HAA can be further classified into HAA and giant HAA, with giant HAA (>5 cm) being very rare [14]. Given that the HAA was not discovered until ruptured in our patient, it is unclear if ours was giant or not. Most HAAs are discovered when they rupture, and subsequently, patients become symptomatic or are found incidentally when imaged for other purposes [15]. Unfortunately, once they rupture, maintaining perfusion to the hepatobiliary organs can be difficult [16]. Furthermore, depending on where the rupture is and subsequent ligation (i.e. proximal or distal to the gastroduodenal artery), necrosis can occur quickly [17]. As in our patient who was not able to have a celiac artery bypass after ligation of her proximal proper hepatic artery, this often requires resection of the gallbladder, liver, and/or spleen. The patient is at risk for biliary strictures and hepatitis and should she be seen again in the ED.

Definitive measures for intact or ruptured HAA, given the rarity of the disease, are not standardized [1,6,10]. However, it is reasonable to treat this pathology similar to an intact or ruptured aortic aneursym - decrease the shearing forces with beta-blockers. The patient was on metoprolol outpatient, and we continued to this therapy to lower to HR in the ED. However, given her hypotension and shock state, there was a concern for hypoperfusion if we decreased the cardiac output too much. Nevertheless, this patient and others like her will need strict outpatient follow-up for blood pressure and heart rate control, lest this happens again to her other aneurysms.

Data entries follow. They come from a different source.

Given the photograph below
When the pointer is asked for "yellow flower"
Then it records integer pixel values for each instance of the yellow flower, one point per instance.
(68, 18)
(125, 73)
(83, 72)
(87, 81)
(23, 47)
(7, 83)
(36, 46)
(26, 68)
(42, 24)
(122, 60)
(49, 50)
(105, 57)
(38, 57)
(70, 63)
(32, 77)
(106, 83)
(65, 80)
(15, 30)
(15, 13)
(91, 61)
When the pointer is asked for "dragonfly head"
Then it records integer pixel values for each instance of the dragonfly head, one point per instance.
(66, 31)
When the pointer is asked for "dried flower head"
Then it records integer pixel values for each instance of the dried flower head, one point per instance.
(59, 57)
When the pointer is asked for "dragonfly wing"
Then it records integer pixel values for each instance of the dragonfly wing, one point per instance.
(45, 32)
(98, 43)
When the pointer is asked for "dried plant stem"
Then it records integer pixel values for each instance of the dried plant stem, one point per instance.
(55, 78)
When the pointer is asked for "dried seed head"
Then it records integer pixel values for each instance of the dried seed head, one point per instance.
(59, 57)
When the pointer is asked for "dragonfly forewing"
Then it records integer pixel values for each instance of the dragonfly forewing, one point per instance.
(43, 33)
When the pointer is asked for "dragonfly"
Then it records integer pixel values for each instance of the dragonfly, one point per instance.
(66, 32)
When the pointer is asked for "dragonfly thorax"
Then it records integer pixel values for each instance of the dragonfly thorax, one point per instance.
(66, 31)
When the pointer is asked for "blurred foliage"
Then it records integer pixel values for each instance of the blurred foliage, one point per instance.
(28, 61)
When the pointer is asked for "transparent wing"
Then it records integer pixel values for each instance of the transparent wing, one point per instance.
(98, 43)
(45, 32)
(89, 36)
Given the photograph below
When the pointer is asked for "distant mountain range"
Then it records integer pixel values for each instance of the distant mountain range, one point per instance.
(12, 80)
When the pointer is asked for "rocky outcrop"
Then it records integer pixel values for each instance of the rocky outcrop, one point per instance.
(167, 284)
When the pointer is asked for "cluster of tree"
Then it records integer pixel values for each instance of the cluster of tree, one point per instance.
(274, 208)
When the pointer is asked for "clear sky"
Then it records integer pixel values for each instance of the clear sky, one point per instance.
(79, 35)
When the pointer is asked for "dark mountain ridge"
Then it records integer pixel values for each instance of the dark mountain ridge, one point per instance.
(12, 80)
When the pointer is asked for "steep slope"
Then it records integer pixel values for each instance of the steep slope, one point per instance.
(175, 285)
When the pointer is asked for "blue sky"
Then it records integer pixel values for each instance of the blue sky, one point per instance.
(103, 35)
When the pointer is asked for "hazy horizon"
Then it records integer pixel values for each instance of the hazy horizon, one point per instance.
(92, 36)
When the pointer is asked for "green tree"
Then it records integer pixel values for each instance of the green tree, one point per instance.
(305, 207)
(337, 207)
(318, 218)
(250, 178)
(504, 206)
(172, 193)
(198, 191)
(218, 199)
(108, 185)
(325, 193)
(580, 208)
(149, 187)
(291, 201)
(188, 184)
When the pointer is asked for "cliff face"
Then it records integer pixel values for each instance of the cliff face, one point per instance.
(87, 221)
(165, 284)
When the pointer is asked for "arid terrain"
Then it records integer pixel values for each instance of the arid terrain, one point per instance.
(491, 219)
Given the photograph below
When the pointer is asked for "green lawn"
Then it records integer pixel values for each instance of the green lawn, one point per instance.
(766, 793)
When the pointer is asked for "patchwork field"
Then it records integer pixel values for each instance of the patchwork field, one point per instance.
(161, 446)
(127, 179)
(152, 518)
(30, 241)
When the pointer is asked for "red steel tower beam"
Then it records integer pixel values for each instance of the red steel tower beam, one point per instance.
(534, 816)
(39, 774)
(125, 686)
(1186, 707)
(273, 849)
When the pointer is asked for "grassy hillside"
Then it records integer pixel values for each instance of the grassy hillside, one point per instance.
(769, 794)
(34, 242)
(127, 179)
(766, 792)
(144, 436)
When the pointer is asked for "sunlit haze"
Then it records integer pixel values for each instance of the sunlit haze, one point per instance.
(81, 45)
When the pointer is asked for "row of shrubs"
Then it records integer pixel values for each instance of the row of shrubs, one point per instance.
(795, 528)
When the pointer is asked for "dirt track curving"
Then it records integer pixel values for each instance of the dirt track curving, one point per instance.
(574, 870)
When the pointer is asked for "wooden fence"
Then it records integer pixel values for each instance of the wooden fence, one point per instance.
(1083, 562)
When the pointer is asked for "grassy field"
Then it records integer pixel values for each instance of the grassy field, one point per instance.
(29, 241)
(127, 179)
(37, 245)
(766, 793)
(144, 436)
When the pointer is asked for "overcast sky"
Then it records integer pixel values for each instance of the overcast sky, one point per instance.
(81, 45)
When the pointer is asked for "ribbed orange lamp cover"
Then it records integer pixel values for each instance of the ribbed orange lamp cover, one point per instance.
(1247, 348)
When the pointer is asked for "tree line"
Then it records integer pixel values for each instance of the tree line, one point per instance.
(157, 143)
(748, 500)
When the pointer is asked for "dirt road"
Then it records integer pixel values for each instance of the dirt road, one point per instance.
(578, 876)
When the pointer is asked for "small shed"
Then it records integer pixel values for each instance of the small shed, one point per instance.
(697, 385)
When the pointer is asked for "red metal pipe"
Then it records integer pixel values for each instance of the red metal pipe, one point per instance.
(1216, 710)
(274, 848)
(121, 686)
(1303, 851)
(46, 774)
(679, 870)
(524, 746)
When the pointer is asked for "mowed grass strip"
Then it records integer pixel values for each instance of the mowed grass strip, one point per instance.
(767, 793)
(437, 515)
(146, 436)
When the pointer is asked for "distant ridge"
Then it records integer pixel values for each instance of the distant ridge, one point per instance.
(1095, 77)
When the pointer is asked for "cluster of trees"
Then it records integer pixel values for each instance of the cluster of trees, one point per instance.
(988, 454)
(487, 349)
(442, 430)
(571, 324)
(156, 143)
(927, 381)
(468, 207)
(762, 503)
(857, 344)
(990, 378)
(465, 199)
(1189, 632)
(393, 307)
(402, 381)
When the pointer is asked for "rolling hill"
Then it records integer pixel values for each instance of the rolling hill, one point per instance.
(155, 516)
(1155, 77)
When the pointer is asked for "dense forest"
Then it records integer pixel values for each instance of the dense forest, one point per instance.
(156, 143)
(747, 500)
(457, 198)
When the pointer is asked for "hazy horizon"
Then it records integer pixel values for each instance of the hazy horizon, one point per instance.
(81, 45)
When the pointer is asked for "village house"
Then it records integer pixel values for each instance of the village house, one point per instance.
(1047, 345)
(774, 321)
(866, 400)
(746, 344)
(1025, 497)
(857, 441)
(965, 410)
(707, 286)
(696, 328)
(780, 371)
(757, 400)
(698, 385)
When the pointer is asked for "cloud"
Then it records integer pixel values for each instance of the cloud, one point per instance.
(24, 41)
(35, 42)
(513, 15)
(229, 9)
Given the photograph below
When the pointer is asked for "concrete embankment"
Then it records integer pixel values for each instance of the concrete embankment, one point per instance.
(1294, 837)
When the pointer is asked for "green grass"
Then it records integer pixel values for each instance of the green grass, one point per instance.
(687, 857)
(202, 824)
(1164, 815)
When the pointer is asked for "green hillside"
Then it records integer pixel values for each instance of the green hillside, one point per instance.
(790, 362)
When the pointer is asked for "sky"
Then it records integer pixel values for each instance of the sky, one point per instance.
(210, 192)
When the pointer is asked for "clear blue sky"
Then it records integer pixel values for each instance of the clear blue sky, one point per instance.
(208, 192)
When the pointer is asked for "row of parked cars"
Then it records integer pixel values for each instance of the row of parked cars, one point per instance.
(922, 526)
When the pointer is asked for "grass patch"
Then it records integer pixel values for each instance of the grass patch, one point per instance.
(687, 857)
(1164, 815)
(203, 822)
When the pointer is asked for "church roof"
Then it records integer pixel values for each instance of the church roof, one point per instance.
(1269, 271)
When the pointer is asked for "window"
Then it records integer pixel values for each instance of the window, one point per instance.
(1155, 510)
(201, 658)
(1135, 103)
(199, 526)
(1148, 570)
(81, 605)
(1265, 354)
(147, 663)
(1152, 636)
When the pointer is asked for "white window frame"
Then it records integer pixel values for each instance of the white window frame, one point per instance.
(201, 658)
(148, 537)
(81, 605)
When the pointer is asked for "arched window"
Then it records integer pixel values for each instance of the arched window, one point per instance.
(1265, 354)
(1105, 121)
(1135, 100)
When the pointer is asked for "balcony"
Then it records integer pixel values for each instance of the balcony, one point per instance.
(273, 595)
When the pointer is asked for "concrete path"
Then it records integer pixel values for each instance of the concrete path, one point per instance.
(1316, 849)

Similar to a ruptured AAA, a ruptured visceral artery is a surgical emergency but often presents with nausea, vomiting, and abdominal pain - the vague constellation of symptoms seen all too frequently in a busy ED. Regrettably, many visceral artery aneurysm cases have resulted in high morbidity and mortality because they are often caught after rupture, similar to our patient. Unfortunately, there is no screening for them the way the US Preventive Services Task Force screens for abdominal aortic aneurysms in men 65 to 75 who have ever smoked with a one-time abdominal aortic ultrasound [18]. What is key for ED providers is to recognize clinical hemorrhagic shock. Once there is a concern for hemorrhagic shock in a patient with a history of arterial aneurysms and dissections, the suspicion for a rupture of one of these structures, seen or unseen, must remain high to prevent morbidity and mortality.

Conclusions

In our case, the patient had a history of aortic dissections and aneurysms, including one previous graft surgery in the ascending thoracic aorta and aortic arch. So, it is not surprising these pathologies extended into the medium-sized vessels. This important history coupled with the clinical picture of hemorrhagic shock is largely why our suspicion for an aneurysm rupture was so high, even if we could not find the location easily on CTA. The key point for ED providers is to continue to have a high suspicion for aneurysmal or dissection rupture in patients like ours, even with inconclusive imaging, if the clinical picture is one of hemorrhagic shock.